Drei Wochen später verbrachten wir eine Nacht bei einem Freund in Bad Driburg (Eddie musste Holger doch kennenlernen und sein Okay geben!), am nächsten Wochenende halfen wir ihm in der neuen Wohnung in Münster (was für ein Absturz am Abend im Keller der Boeselburg!) und fuhren am nächsten Tag spontan nach Bremen weiter. Wenn man schon mal unterwegs ist...

An "Mr Winkelman" denke ich noch heute bei jeder Tasse Tee, die ich mir koche! Wir hätten stundenlang einfach nur im Frühstücksraum sitzen und diesem hochmotiviertem Menschen bei seinem Job zu sehen können! So viel Feuer und Elan sieht man selten! Und überhaupt war das Marriott einfach großartig: Schnell eine Vase für die halb vertrocknete Rose organisiert, Schampus aufs Zimmer und ein wirklich toller Ausblick auf die Stadt.

Die Feiertage im Mai verbrachten wir unterwegs: Spontan nach Frankreich, ein toller Tag in Heidelberg, das viel zu enge Parkhaus in Metz, in dem der Wagen mehrfach aufsetzte, und wie wir es aus Ottoschwanden herausgeschafft haben, ist mir immer noch ein Rätsel!

Wenn wir nicht gerade unterwegs waren, waren wir auf fünf Hochzeiten in sechs Wochen und immer in anderen Städten! Mal schliefen wir in einer Pizzeria und bekamen dort das beste Frühstück aller Zeiten, ein anderes Mal übernachteten wir mit den anderen Gästen in einem christlichen Jugendgästehaus und hatten einen tollen Pfälzer Abend vor der Hochzeit.

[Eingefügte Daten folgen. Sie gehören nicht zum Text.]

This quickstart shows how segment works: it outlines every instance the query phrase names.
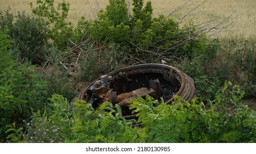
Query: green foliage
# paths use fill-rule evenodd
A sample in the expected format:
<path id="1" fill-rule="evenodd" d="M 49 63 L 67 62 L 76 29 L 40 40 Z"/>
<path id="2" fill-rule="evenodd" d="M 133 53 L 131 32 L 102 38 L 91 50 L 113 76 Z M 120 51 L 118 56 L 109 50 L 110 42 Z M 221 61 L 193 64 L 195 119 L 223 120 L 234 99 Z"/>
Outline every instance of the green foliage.
<path id="1" fill-rule="evenodd" d="M 123 118 L 118 105 L 106 102 L 95 109 L 76 99 L 70 112 L 66 100 L 55 95 L 50 98 L 52 112 L 48 115 L 38 112 L 33 117 L 29 124 L 34 129 L 28 127 L 25 141 L 38 136 L 39 129 L 58 125 L 58 134 L 49 135 L 46 142 L 54 136 L 65 136 L 65 142 L 255 142 L 255 112 L 241 102 L 244 94 L 238 86 L 227 82 L 209 108 L 197 98 L 187 102 L 176 96 L 171 105 L 163 100 L 159 103 L 149 96 L 145 100 L 138 98 L 131 102 L 130 108 L 139 117 L 140 127 L 131 127 L 133 121 Z M 37 138 L 48 134 L 44 134 Z"/>
<path id="2" fill-rule="evenodd" d="M 26 121 L 24 121 L 27 122 Z M 46 111 L 34 113 L 30 123 L 25 123 L 26 131 L 23 134 L 23 142 L 28 143 L 62 142 L 61 129 L 49 122 Z"/>
<path id="3" fill-rule="evenodd" d="M 0 31 L 0 127 L 20 124 L 33 110 L 43 109 L 46 83 L 33 65 L 14 60 L 7 31 Z"/>
<path id="4" fill-rule="evenodd" d="M 6 137 L 8 141 L 11 142 L 19 142 L 20 141 L 22 136 L 22 130 L 23 128 L 20 127 L 19 129 L 16 129 L 16 124 L 14 122 L 7 125 L 6 129 L 7 130 L 4 133 L 8 134 Z"/>
<path id="5" fill-rule="evenodd" d="M 160 15 L 153 19 L 151 2 L 144 8 L 143 3 L 142 0 L 133 1 L 133 14 L 128 16 L 124 0 L 109 1 L 106 10 L 101 10 L 98 20 L 90 26 L 90 37 L 103 45 L 127 46 L 132 49 L 127 50 L 129 52 L 139 57 L 146 55 L 145 50 L 167 56 L 174 52 L 190 56 L 205 52 L 206 39 L 192 24 L 180 28 L 171 18 Z"/>
<path id="6" fill-rule="evenodd" d="M 12 48 L 17 59 L 28 60 L 40 64 L 45 60 L 46 30 L 43 22 L 24 12 L 17 15 L 9 13 L 9 9 L 0 13 L 0 29 L 8 28 L 8 34 L 13 40 Z"/>
<path id="7" fill-rule="evenodd" d="M 71 23 L 65 21 L 69 10 L 69 3 L 65 1 L 58 3 L 56 8 L 54 7 L 54 0 L 36 0 L 36 4 L 37 6 L 33 8 L 30 3 L 32 12 L 38 20 L 46 22 L 48 36 L 54 41 L 56 46 L 66 47 L 73 32 Z"/>
<path id="8" fill-rule="evenodd" d="M 147 98 L 134 100 L 131 108 L 139 111 L 147 142 L 255 142 L 255 112 L 242 103 L 244 92 L 231 86 L 227 82 L 216 93 L 209 109 L 200 99 L 189 103 L 177 96 L 171 106 L 161 103 L 154 108 Z"/>
<path id="9" fill-rule="evenodd" d="M 74 123 L 71 128 L 74 142 L 123 142 L 123 135 L 129 122 L 122 117 L 119 106 L 114 109 L 103 103 L 95 112 L 90 104 L 76 100 L 74 103 Z M 89 133 L 90 132 L 90 133 Z"/>
<path id="10" fill-rule="evenodd" d="M 52 107 L 41 114 L 34 112 L 30 123 L 26 124 L 24 141 L 28 142 L 62 142 L 70 137 L 71 122 L 70 106 L 61 95 L 53 95 L 49 98 Z"/>

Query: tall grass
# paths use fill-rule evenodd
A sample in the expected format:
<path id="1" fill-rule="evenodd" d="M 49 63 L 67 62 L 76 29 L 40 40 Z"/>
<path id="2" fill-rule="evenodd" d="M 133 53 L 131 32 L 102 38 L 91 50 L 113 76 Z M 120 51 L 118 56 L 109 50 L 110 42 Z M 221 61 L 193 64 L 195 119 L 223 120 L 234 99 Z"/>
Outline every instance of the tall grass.
<path id="1" fill-rule="evenodd" d="M 132 0 L 126 1 L 130 8 Z M 62 0 L 55 0 L 55 2 L 62 1 Z M 178 20 L 205 1 L 151 0 L 151 1 L 154 9 L 155 15 L 160 13 L 168 15 L 179 6 L 187 3 L 187 7 L 172 14 L 171 15 Z M 9 6 L 16 12 L 25 10 L 30 13 L 31 9 L 29 5 L 30 2 L 32 2 L 34 4 L 36 3 L 36 0 L 1 0 L 0 10 L 6 9 Z M 100 9 L 104 9 L 108 3 L 108 0 L 66 0 L 66 2 L 70 4 L 68 20 L 72 22 L 74 26 L 76 25 L 81 16 L 83 16 L 91 20 L 95 19 L 98 11 Z M 192 19 L 195 24 L 198 24 L 216 18 L 220 19 L 218 21 L 220 21 L 232 15 L 232 20 L 230 21 L 233 23 L 232 25 L 228 26 L 226 31 L 215 37 L 250 38 L 256 36 L 255 8 L 256 1 L 255 0 L 208 0 L 186 16 L 184 20 L 187 21 Z"/>

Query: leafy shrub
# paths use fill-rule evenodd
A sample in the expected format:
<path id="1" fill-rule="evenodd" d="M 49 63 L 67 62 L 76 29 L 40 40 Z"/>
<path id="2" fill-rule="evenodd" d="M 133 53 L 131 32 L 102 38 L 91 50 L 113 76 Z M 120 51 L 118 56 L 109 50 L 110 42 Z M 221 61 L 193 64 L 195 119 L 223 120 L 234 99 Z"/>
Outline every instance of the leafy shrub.
<path id="1" fill-rule="evenodd" d="M 23 140 L 28 142 L 62 142 L 69 136 L 71 122 L 69 104 L 60 95 L 53 95 L 49 99 L 52 110 L 42 114 L 34 112 L 26 123 Z"/>
<path id="2" fill-rule="evenodd" d="M 35 136 L 46 136 L 46 142 L 65 136 L 61 140 L 65 142 L 254 142 L 255 113 L 241 101 L 244 94 L 238 86 L 226 82 L 208 108 L 198 98 L 187 102 L 175 96 L 171 105 L 149 96 L 138 98 L 130 108 L 139 116 L 142 127 L 131 127 L 134 121 L 124 119 L 121 108 L 110 102 L 95 109 L 85 101 L 75 100 L 70 112 L 66 100 L 55 95 L 50 99 L 54 109 L 47 115 L 35 113 L 24 139 L 28 142 Z M 53 125 L 59 129 L 44 131 Z"/>
<path id="3" fill-rule="evenodd" d="M 0 13 L 0 18 L 3 20 L 0 26 L 2 30 L 5 28 L 9 30 L 8 34 L 13 40 L 12 48 L 15 57 L 40 64 L 45 60 L 47 38 L 44 23 L 24 12 L 14 15 L 9 11 Z"/>
<path id="4" fill-rule="evenodd" d="M 64 1 L 58 3 L 57 8 L 54 7 L 54 0 L 37 0 L 37 6 L 33 8 L 30 3 L 32 12 L 38 20 L 46 23 L 46 34 L 49 38 L 54 41 L 57 47 L 66 47 L 69 39 L 73 32 L 73 27 L 71 23 L 67 23 L 69 10 L 69 3 Z"/>
<path id="5" fill-rule="evenodd" d="M 138 98 L 131 108 L 139 112 L 147 142 L 255 142 L 255 111 L 242 103 L 244 91 L 231 86 L 227 82 L 216 93 L 209 109 L 200 99 L 189 103 L 179 97 L 171 106 L 161 103 L 157 107 L 150 98 Z"/>
<path id="6" fill-rule="evenodd" d="M 14 60 L 7 33 L 0 31 L 0 127 L 14 121 L 20 124 L 32 111 L 43 109 L 46 96 L 46 83 L 34 67 Z"/>
<path id="7" fill-rule="evenodd" d="M 143 8 L 142 0 L 133 1 L 133 14 L 128 16 L 124 1 L 109 1 L 106 10 L 99 12 L 98 19 L 90 26 L 92 40 L 103 45 L 129 47 L 133 49 L 130 52 L 140 57 L 148 50 L 166 56 L 174 52 L 191 56 L 205 51 L 206 38 L 191 24 L 180 28 L 178 22 L 163 15 L 153 19 L 151 2 Z"/>

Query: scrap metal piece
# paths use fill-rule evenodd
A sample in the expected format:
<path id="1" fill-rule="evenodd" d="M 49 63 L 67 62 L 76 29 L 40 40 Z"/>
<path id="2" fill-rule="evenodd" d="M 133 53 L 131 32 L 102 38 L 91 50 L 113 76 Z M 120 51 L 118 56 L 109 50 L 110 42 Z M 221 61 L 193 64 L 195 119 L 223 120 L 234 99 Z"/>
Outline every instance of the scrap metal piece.
<path id="1" fill-rule="evenodd" d="M 155 91 L 153 89 L 148 89 L 145 87 L 142 87 L 135 90 L 133 90 L 133 91 L 129 93 L 130 94 L 131 97 L 126 99 L 124 99 L 117 103 L 117 105 L 118 105 L 121 107 L 121 108 L 127 108 L 130 105 L 130 101 L 132 99 L 134 99 L 139 97 L 145 97 L 148 95 L 151 95 L 151 96 L 152 95 L 155 95 L 154 94 Z"/>

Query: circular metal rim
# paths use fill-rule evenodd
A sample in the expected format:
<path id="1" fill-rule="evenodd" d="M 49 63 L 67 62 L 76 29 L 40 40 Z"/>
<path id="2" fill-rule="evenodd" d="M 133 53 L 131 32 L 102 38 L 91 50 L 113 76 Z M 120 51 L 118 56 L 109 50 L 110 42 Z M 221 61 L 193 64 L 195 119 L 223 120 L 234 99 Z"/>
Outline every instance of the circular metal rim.
<path id="1" fill-rule="evenodd" d="M 185 77 L 184 75 L 184 73 L 175 67 L 168 65 L 165 65 L 165 64 L 139 64 L 139 65 L 133 65 L 133 66 L 124 67 L 124 68 L 122 68 L 119 69 L 117 69 L 111 72 L 109 72 L 107 74 L 106 74 L 106 75 L 109 75 L 111 74 L 115 74 L 118 73 L 120 72 L 123 72 L 128 69 L 130 70 L 130 69 L 133 69 L 134 68 L 148 68 L 148 67 L 149 68 L 150 67 L 160 67 L 160 68 L 162 67 L 163 68 L 170 68 L 170 69 L 173 69 L 173 70 L 174 70 L 180 75 L 180 77 L 181 80 L 181 82 L 180 83 L 181 84 L 180 87 L 179 89 L 179 91 L 175 94 L 175 95 L 180 95 L 181 94 L 182 91 L 183 91 L 184 89 L 185 84 Z M 80 100 L 84 100 L 85 98 L 84 96 L 85 96 L 87 90 L 93 84 L 93 82 L 98 80 L 99 78 L 97 79 L 96 80 L 92 82 L 92 83 L 91 83 L 89 85 L 88 85 L 87 86 L 86 86 L 85 88 L 83 89 L 83 90 L 82 91 L 82 92 L 81 93 L 81 95 L 79 96 Z M 168 100 L 166 102 L 165 102 L 165 103 L 170 104 L 171 102 L 171 101 L 173 101 L 173 99 L 174 99 L 174 97 Z"/>

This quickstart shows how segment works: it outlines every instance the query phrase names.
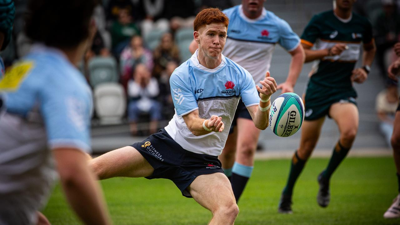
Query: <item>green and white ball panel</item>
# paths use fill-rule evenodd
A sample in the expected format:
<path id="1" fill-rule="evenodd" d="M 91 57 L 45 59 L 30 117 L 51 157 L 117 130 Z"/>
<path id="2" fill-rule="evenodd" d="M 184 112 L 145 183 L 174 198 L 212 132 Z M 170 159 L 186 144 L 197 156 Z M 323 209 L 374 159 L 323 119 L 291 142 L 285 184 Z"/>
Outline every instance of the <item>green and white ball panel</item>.
<path id="1" fill-rule="evenodd" d="M 300 129 L 304 120 L 304 104 L 301 98 L 294 93 L 278 96 L 270 110 L 271 129 L 279 137 L 287 137 Z"/>

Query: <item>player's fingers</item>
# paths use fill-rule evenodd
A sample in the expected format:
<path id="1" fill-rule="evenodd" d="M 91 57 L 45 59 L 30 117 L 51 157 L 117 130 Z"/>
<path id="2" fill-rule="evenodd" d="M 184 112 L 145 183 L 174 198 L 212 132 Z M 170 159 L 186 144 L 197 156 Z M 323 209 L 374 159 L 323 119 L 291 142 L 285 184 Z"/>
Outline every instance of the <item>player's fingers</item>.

Als wir dann den Sommerurlaub in Portugal (Holger sagte "Mach mal die Augen zu und zieh einen Reiseführer aus dem Stapel!" - er hat mich zur Seite geschubst, sonst wären es die Seyschellen geworden!) gebucht haben, hatten wir schon ein paar tolle Kurzurlaube miteinander verbracht und als wir zurückkamen, stand fest, dass wir zusammen ziehen werden.

Ziemlich genau ein halbes Jahr, nachdem ich zum ersten Mal zu dem fremden Mann ins Cabrio gestiegen bin, zog ich bei ihm ein. Drei Monate später machte mir der beste Mann der Welt einen Heiratsantrag in New York, wo wir beim ersten Schnee nach 25 Jahren durch den Central Park gelaufen sind und am ersten Weihnachtsfeiertag in Chinatown Gratiskakao im Starbucks bekamen.

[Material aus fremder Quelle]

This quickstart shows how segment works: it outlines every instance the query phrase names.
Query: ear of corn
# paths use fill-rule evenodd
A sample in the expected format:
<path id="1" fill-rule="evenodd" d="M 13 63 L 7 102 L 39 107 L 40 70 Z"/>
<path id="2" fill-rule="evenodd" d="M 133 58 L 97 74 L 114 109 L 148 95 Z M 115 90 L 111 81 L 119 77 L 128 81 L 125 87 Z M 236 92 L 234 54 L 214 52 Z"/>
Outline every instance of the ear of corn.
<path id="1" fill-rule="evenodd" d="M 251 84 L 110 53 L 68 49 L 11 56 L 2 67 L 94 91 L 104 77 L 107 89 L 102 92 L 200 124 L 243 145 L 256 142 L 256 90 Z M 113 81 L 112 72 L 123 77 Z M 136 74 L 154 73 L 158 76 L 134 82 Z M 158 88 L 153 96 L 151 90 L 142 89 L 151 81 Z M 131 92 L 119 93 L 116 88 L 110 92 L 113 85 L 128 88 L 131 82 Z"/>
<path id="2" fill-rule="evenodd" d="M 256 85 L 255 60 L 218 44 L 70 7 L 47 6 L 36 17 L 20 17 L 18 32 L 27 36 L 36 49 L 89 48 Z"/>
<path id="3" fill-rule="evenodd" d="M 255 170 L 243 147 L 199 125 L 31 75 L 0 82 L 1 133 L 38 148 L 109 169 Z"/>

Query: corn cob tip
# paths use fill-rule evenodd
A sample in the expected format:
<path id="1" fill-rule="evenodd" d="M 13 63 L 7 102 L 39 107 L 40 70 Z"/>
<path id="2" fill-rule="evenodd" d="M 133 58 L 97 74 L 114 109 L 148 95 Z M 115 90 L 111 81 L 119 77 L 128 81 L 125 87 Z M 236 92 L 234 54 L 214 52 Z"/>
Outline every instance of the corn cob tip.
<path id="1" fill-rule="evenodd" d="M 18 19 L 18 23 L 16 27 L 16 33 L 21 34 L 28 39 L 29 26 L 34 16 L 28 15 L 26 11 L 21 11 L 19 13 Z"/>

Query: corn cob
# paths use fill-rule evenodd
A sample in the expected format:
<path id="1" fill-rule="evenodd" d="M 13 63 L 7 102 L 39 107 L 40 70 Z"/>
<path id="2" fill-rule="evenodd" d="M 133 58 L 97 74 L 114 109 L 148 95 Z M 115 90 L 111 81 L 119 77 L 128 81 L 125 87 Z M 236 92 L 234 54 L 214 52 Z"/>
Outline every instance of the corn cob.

Warum ich das alles erzähle? Weil unsere Liebesgeschichte auch eine Geschichte von vielen Reisen ist. Wir sind einfach gerne unterwegs. Aber das kennen wir beide nicht anders:

Unsere Eltern haben mit uns jedes Jahr Urlaube gemacht: Während Holger meist Flugreisen mit seinen Eltern unternommen hat, war ich mit meinen Eltern in Europa unterwegs.

Wir fuhren immer mit dem Auto, gerne 1200km am Stück mit einer kurzen Zwischenübernachtung auf einem Rastplatz in Nürnberg, Füße auf dem Armaturenbrett, wenn wir nachts um zwei losgefahren sind. Immer mit dabei: Unser Dackel Sascha, der hinterm Fahrersitz auf dem Boden schlief.

Meistens zog es uns in den Süden: Viele Male fuhren wir nach Österreich an den Wörthersee - wie war ich verliebt in Hannes, den Sohn der Wirte, in dessen Zimmer ich einen Urlaub lang auch schlafen durfte. Er hatte eine Dschungelbuchtapete und Stinkbomben in seinem Zimmer! Mit seiner Mutter habe ich zusammen in der privaten Küche gebacken und durfte als einziger Gast das Klo mit dem Burgblick benutzen. Einmal hat mich der Wirt am langen Arm bei einer Bergtour abgeseilt! Ein Bär von einem Mann - vor allem, wenn man sieben Jahre alt ist!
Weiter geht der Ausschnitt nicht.